New limits will be placed on the use of solitary confinement in New York's prisons and jails as Gov. Andrew Cuomo late Wednesday signed the measure into law.
Solitary confinement in prisons and jails will be limited to 15 days and banned altogether for incarcerated people who are in vulnerable populations.
The new law will take effect in a year and will likely face some changes: Cuomo attached an approval memorandum that often contains caveats or conditions for approval.
In the memo, Cuomo called for amendments to the bill, which he said the Legislature had agreed to take up.
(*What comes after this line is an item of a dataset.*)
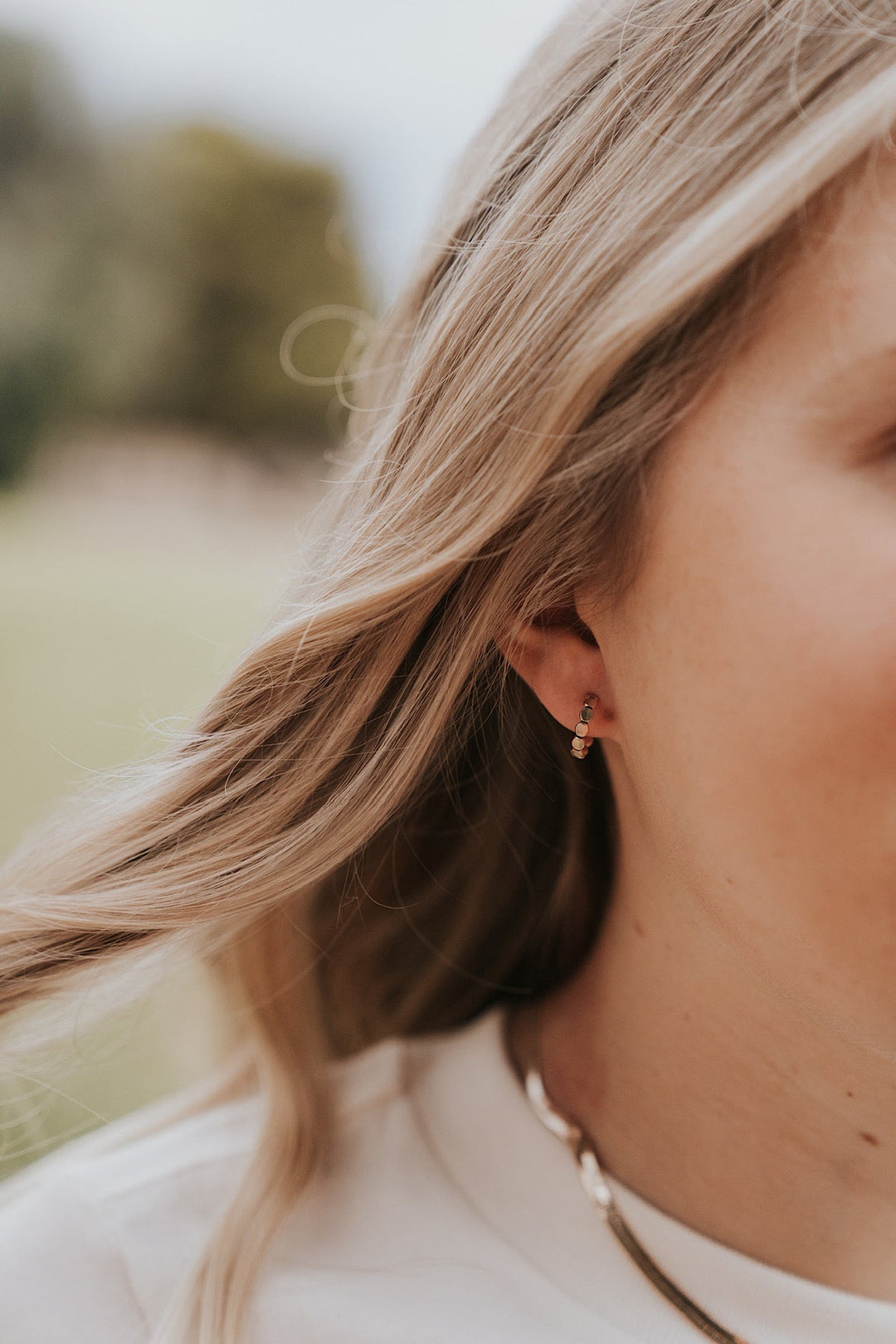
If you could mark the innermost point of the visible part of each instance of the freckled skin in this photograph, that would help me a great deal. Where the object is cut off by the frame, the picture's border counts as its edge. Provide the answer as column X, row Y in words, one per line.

The changes, he wrote, "are necessary to ensure that processes are in place to address all possible circumstances where an individual may need to be separated from other incarcerated individuals."
Criminal justice advocates had called the use of solitary confinement to torture, and over the last decade had waged a campaign for the passage and approval of the bill, known as the HALT Act.
"This has been a long and hard struggle," said Jerome Wright, the statewide organizer of the #HALTSolitary Campaign. "Over the past eight years of pushing for HALT’s enactment, we have seen far too many of our loved ones taken by solitary confinement."
Advocates on Thursday evening continued to their push to the final hour to have Cuomo sign the measure amid reports of an incarcerated person being sent to solitary for marijuana use.
"It causes immense suffering and destroys people’s minds, bodies, and souls," Wright said. "It should have no place in New York State or the rest of this country or world. I know because I survived it."